At a high level the opportunity seems to be there (for preventable diseases but not, so far as I can see, for non-preventable ones like MS). Does it persist when you dive down into the details?
THE DEVIL INSIDE
Imagine you were setting up a statutory insurer to fight against adult-onset diabetes. The insurer would collect premiums and pay for treatment after a person was diagnosed.
The big question is where the premiums would be levied. There is a key difference between this scenario and the workplace safety situation. Employers opt in to insuring employees when they hire them. Likewise, road users opt in to the TAC scheme when they register a vehicle.
The sort of population-wide coverage required by a diabetes insurance scheme means the beneficiaries could not be expected to cover their own premiums. (i.e. not without undermining the public nature of the health system! This fact may motivate some skepticism towards this idea from people who fear it is a Trojan horse for dismantling public healthcare. I don’t think it is.)
IT ALL COMES BACK TO CANBERRA
The only plausible premium-payer would be the federal government. That raises the question: How different, ultimately, would this be from Medicare? If the government is paying premiums into a public insurer and taking out the payouts to cover treatment costs, isn’t this just replicating an existing system?
The answer is it might be a replication. But if there is something in the culture, funding or control systems of the Health Department that makes it less than optimally effective, then there is a chance of improving outcomes by making a new organisational structure.
Following the Worksafe and TAC models, a good insurer would be focused on a single disease or group of diseases that we have at least some ideas how to prevent (lung cancers, diabetes, heart diseases). It would work on culture change and system changes to try to find the most cost-effective ways of reducing the incidence of that disease. (As an example of systemic changes, the organisation paying the premium might be more inclined to levy a sugar tax if it knew that would reduce its premiums for diabetes insurance). If it had success, the premium it would have to charge to the government for coverage would fall.
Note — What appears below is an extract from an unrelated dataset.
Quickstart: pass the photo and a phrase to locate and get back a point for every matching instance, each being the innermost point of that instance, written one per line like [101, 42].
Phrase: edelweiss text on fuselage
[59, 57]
Any such systems would be different from the NDIS. The NDIS is far more about organising and coordinating the care for people who have disabilities. It is premised on helping people after the fact and is a vital service.
It does not seem, so far as my reading has shown, to have a focus on identifying avoidable disabilities and investing to avoid them. ( I am sure there are exceptions down in the details but at a high level NDIS is more about service-delivery than prevention.)
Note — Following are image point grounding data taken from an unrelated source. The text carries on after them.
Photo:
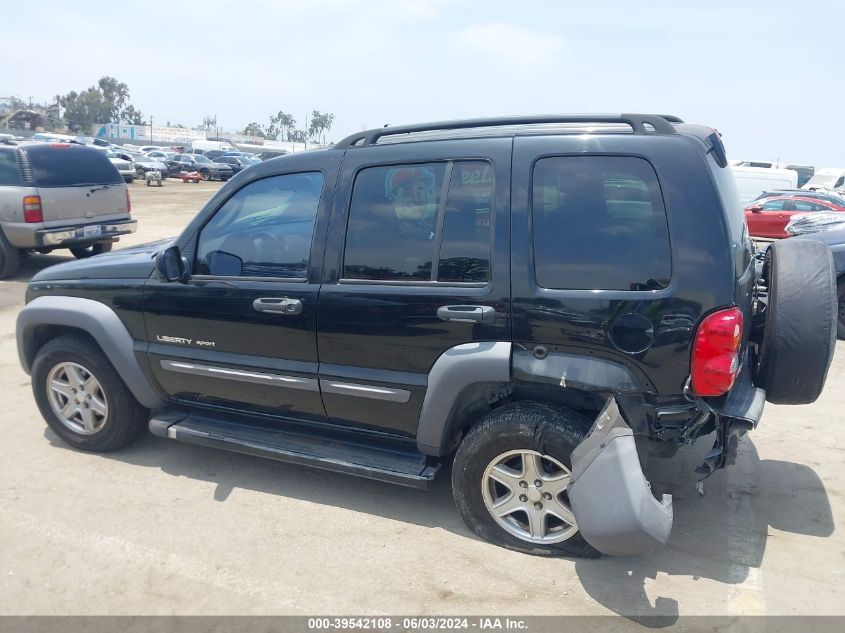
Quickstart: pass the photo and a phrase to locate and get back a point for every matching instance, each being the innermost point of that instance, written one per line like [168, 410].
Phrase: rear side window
[421, 222]
[775, 205]
[599, 223]
[10, 174]
[800, 205]
[71, 166]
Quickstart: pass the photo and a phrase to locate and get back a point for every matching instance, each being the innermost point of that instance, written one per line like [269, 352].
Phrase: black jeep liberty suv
[544, 300]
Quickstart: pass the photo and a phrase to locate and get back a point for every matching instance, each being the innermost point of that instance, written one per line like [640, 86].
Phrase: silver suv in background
[59, 195]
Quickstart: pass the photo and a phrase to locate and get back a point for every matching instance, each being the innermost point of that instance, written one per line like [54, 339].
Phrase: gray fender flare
[101, 323]
[455, 369]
I’ve painted a picture above that I find promising, but I’m not going to expire in the proverbial drainage channel for this idea. I can see its weaknesses.
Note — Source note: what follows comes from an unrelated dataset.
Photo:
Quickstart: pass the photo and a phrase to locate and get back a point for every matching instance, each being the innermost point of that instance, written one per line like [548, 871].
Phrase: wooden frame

For starters, this looks like a case of bower-bird problem solving. You spot a shiny thing (TAC, Worksafe) and take it back to your nest. Then you’re seeking out a good way to use it. That is different to taking a first-principles approach to figuring out how best to optimise preventative spending. There may be better ways. And it could be that the azure sheen of TAC and Worksafe blinds one to the inherent unsuitability of the model in other environments.
Secondly, I may have mis-identified the effectiveness of those two organisations. I know their existence correlates with big improvements in the outcomes they’re targeting, and I know they are well-regarded but I can’t show causation. Other jurisdictions have similar organisations that are not as effective.
Third, the advantages might all fly out the window when you have the federal government paying the premiums rather than other customers. That’s a powerful customer and it might be hard to fight for justified premium hikes in tough fiscal situations, in which case the independence of the agencies becomes blurry.
Having said all that, I’d love to see a superlong .pdf getting into the guts of this idea and figuring out whether there is promise in it. If you work for a thinktank or a department and you’ve already written such a thing, please let me know!